Living like a local in authentic French Village of St. Cécile-les-Vignes


We have been staying in the little village of St. Cécile-les-Vignes in the same lovely villa for almost 12 years now. Our home for the tour has 7 bedrooms, 7 baths and allows guests plenty of privacy yet also some common space as well. It is tucked away in the village, giving you a feeling of being in the country, while only a 5 minute walk into the village.

All the amenities you need are close by. There are several restaurants, from the elegant traditional french meal at the Farigoule, the Michelin guide recommended C.V.G., hearty pasta or pizza at l'Angelus, or tapas and wine at the local wine bar.

One can also find pizza to go, buy a few provisions at the little Casino grocery store or get a mini quiche or my personal favorite the fougasse (olive/bread/pretzel) at one of the 3 bakeries. Why not pick up some local produce at the market while we are out and cook or prepare a fresh salad at home in the evening? The fully equipped kitchen is open to all.

Our village has a Post Office, an ATM & bank, a great floral/gift shop, massage therapy, a clothing boutique, an art exhibit at the office of tourism and many of the 3-4 cafés offering food menus as well.
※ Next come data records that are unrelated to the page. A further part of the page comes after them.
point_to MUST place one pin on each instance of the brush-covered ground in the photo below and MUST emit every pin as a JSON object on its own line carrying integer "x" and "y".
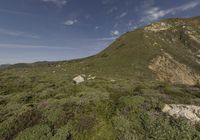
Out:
{"x": 44, "y": 103}
{"x": 124, "y": 102}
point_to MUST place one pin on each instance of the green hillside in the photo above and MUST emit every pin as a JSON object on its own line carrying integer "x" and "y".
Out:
{"x": 134, "y": 77}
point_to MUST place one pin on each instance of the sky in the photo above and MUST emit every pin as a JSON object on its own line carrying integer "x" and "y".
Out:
{"x": 52, "y": 30}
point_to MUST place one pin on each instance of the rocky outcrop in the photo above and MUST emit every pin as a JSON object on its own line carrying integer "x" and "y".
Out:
{"x": 78, "y": 79}
{"x": 189, "y": 112}
{"x": 168, "y": 69}
{"x": 159, "y": 26}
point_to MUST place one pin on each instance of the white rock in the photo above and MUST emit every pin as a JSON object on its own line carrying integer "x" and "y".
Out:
{"x": 190, "y": 112}
{"x": 78, "y": 79}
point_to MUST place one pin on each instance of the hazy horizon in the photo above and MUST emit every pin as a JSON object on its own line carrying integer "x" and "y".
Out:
{"x": 52, "y": 30}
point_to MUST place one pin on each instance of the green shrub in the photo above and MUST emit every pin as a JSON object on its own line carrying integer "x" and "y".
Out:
{"x": 38, "y": 132}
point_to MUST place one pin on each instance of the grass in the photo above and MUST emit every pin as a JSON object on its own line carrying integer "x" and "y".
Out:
{"x": 40, "y": 101}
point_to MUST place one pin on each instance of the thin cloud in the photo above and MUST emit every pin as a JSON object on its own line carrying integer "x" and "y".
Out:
{"x": 18, "y": 33}
{"x": 70, "y": 22}
{"x": 154, "y": 13}
{"x": 106, "y": 39}
{"x": 122, "y": 15}
{"x": 115, "y": 33}
{"x": 113, "y": 9}
{"x": 58, "y": 3}
{"x": 23, "y": 46}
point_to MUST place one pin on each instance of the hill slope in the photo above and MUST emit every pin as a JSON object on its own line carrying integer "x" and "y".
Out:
{"x": 134, "y": 78}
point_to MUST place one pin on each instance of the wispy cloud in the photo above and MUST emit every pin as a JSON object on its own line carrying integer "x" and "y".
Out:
{"x": 154, "y": 13}
{"x": 23, "y": 46}
{"x": 115, "y": 33}
{"x": 18, "y": 33}
{"x": 58, "y": 3}
{"x": 70, "y": 22}
{"x": 113, "y": 9}
{"x": 122, "y": 15}
{"x": 107, "y": 39}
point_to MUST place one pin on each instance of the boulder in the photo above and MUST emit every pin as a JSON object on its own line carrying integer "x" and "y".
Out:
{"x": 189, "y": 112}
{"x": 78, "y": 79}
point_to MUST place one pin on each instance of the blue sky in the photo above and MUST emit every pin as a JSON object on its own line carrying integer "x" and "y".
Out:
{"x": 39, "y": 30}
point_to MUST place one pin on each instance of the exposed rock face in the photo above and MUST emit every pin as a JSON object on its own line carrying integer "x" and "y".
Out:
{"x": 79, "y": 79}
{"x": 159, "y": 26}
{"x": 190, "y": 112}
{"x": 168, "y": 69}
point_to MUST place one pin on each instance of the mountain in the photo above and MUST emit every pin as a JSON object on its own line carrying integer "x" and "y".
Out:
{"x": 4, "y": 66}
{"x": 123, "y": 93}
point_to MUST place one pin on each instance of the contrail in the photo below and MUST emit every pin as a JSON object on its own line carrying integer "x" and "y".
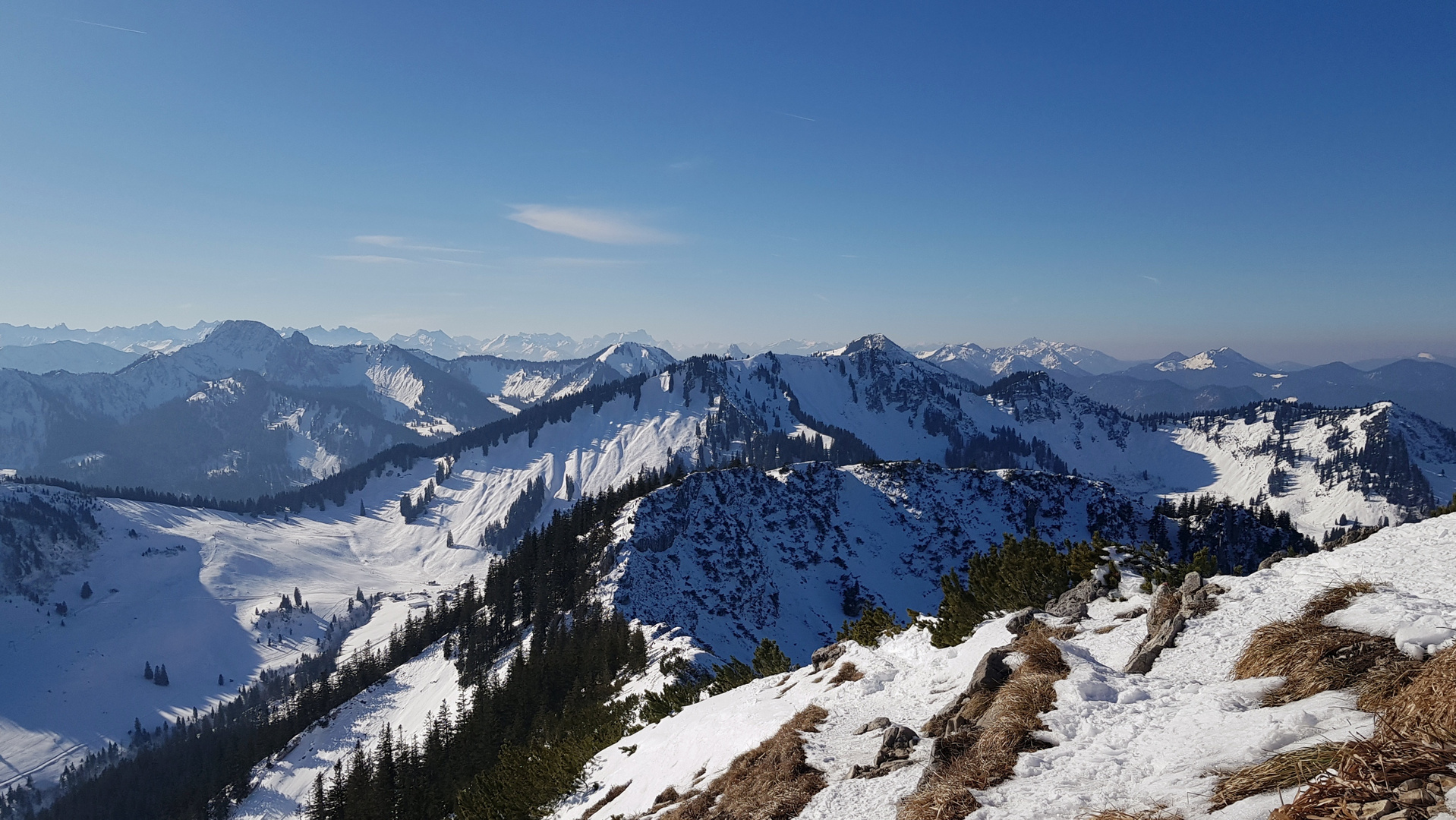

St. Cécile has 2323 habitants, 100 active artisans and businesses, 2 wine cooperatives as well as 12 small “caves”.

As the name infers, it’s a place that is all about wine! The fertile plain is planted with vines as far as the eye can see. Wine culture has been here since antiquity but one needs to wait until 1381 to find the first written mention of the vineyards. After the 16th century large “domaines” were constructed and the wine industry became more import with exportation. In 1827 the municipality decided to give up some of the common “garrigue” (a brushy often scratchy landscape found in this part of France) to cultivation. It was no small undertaking to clear and plant the vines, yet in 1874 the phylloxera plague hit, killing all the vines. The winemakers of St. Cecile did not give up however, but planted new more robust vines. In 1927 Cave Cecilia opened it’s doors followed in 1936 by Vignerons Reunis, both places offering free tastings and a full range of wines.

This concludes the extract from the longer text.